At the Feb. 7 Board of Clark County Commissioners meeting, giddy members of the Aging Readiness Task Force celebrated the approval of the Clark County Aging Readiness Plan and encouraged commissioners to let them form a Clark County Commission on Aging.
Buoyed by their work on the task force, the volunteers wanted to keep doing their part to help implement a plan for accommodating the “silver tsunami” of Baby Boomers.
Sure! commissioners said. Why not? The county already has a youth commission, Commissioner Steve Stuart said. Why not a commission for non-youth?
On Feb. 8, commissioners heard one reason why not.
During a work session on the county’s “reconfiguration” efforts to bring revenues in line with expenses, commissioners were reminded that while enthusiastic volunteers might want to put in their time for free, there’s still a cost.
Environmental Services Director Kevin Gray and Karen Streeter, an Environmental Services manager, gave a presentation titled: “Evaluating Functionality and Effectiveness of Commissions, Advisory Boards and Technical Advisory Committees.”
Gray and Streeter are on a team of eight county employees tasked to identify regulatory processes that, if adjusted, could save the county significant money.
Within just five county departments — Environmental Services, Community Development, Community Planning, Community Services and Public Works — there are more than 50 active task forces, commissions and advisory boards.
Gray said it costs an estimated $1.4 million a year to host these meetings. He said that figure includes roughly 28,000 hours of staff time, including prep time and post-meeting work.
Some, such as the Solid Waste Advisory Commission, Animal Control Board and the Planning Commission, are mandated by state or county code; others the county voluntarily convenes (a new Clark County Commission on Aging would fall in this group).
Some groups were created within recent memory to elicit community feedback on specific concerns (examples include the Development and Engineering Advisory Board, Camp Bonneville Advisory Group and the Bicycle Advisory Committee.)
Other groups were started a few decades ago “and they are still plugging along,” Streeter said.
Some meetings are well attended and result in valuable feedback; others, not so much.
“All of them require county staff time and money,” Streeter said.
The groups typically meet monthly, in the evenings, and are usually attended by three staff members. The meetings last approximately three hours and, since they are in the evenings to make them convenient for volunteers, require overtime for non-management staff.
Gray didn’t include related costs such as copying agendas and handouts, paid consultants who are sometimes called in to give presentations and food and drinks.
Some groups get food — “The Planning Commission gets their pizza,” Gray said after the presentation — and others do not.
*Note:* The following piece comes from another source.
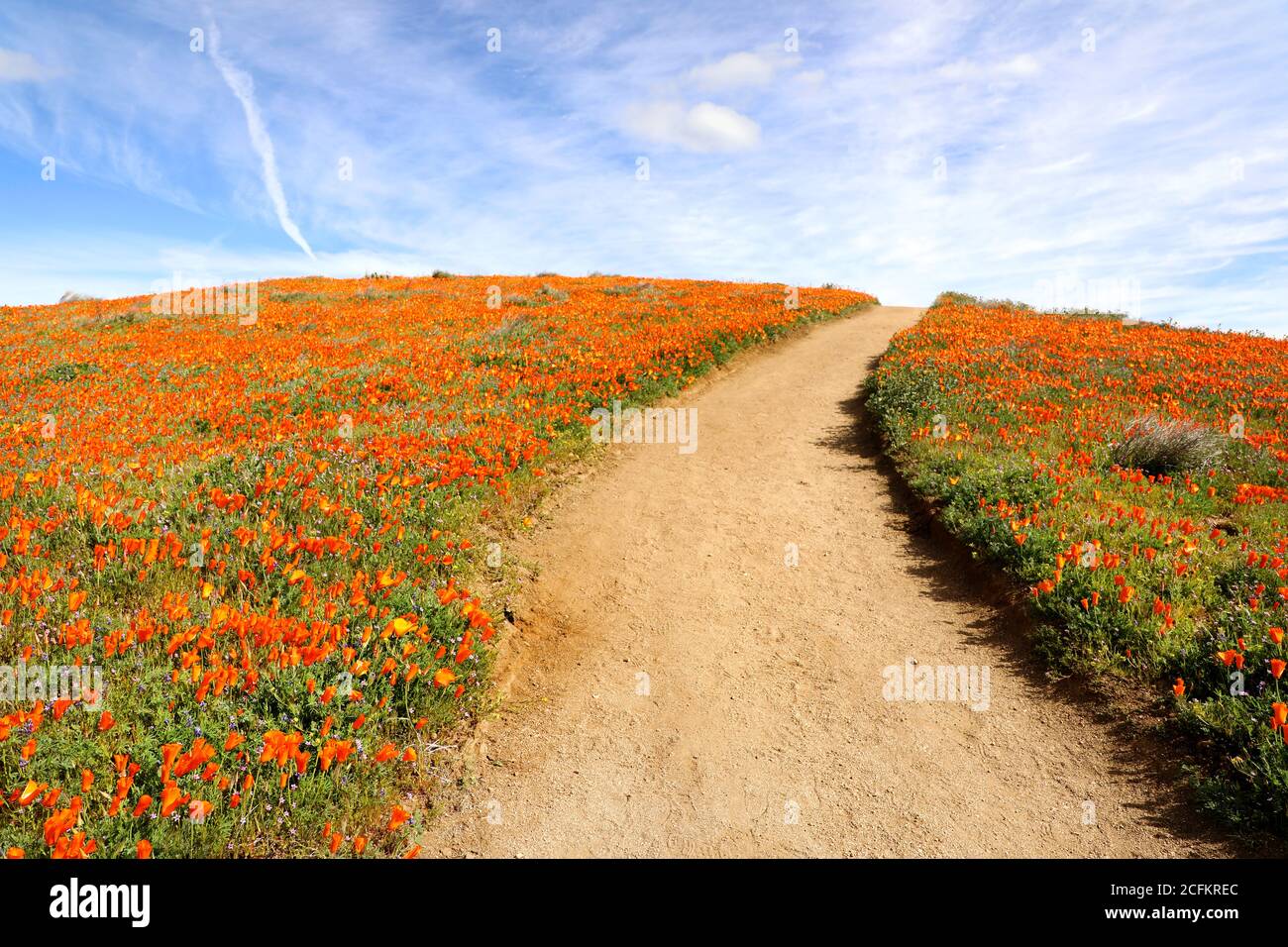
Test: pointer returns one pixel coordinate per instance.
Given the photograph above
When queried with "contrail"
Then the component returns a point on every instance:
(244, 88)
Gray and Streeter received permission from Commissioners Stuart and Marc Boldt (Tom Mielke was absent) to try, as a pilot project, to combine three current advisory groups into one, then track the costs and see if consolidation leads to a savings.
The three groups to merge will be the nine-member Solid Waste Advisory Board, nine-member Clean Water Commission and five-member Noxious Weed Control Board. None of the current members will be asked to leave, Gray said. The new group would be called “Clark County Council on the Environment.”
Gray referenced the 25-member Aging Readiness Task Force, which succeeded in fulfilling a clearly defined purpose.
“Sometimes in a larger board you get more energy,” Gray told commissioners.
Stuart said his only caution would be to make sure the group doesn’t split into subcommittees and end up requiring the same amount of time.
The pilot project, if proven successful, could be used as a model for other commission consolidation efforts, Gray said.
Since commissioners are big on public input, a “white paper” written in support of the pilot project worded the problem, as staffers see it, delicately: “The intent of steering committees, advisory boards, task forces and commissions is generally to provide an avenue for interested members of the community to provide input specific to a certain program, task or regulation. These efforts are well-intentioned, and the county strongly supports seeking public input on county programs, initiatives, tasks and regulations,” the paper read.
“However, over time, the number of these groups has increased, resulting in unclear missions, duplicating or overlapping tasks, obsolete goals, and an overall drain on staffing resources. Many of the mandates creating these advisory committees/boards/commissions were initiated in the 1960s, 1970s and 1980s and they are still ‘on the books’ and required per the county code. The task forces are frequently initiated as a result of a specific complaint or issue, and the effort to address the issue often appears to continue after a decision has been made addressing the problem,” the paper read.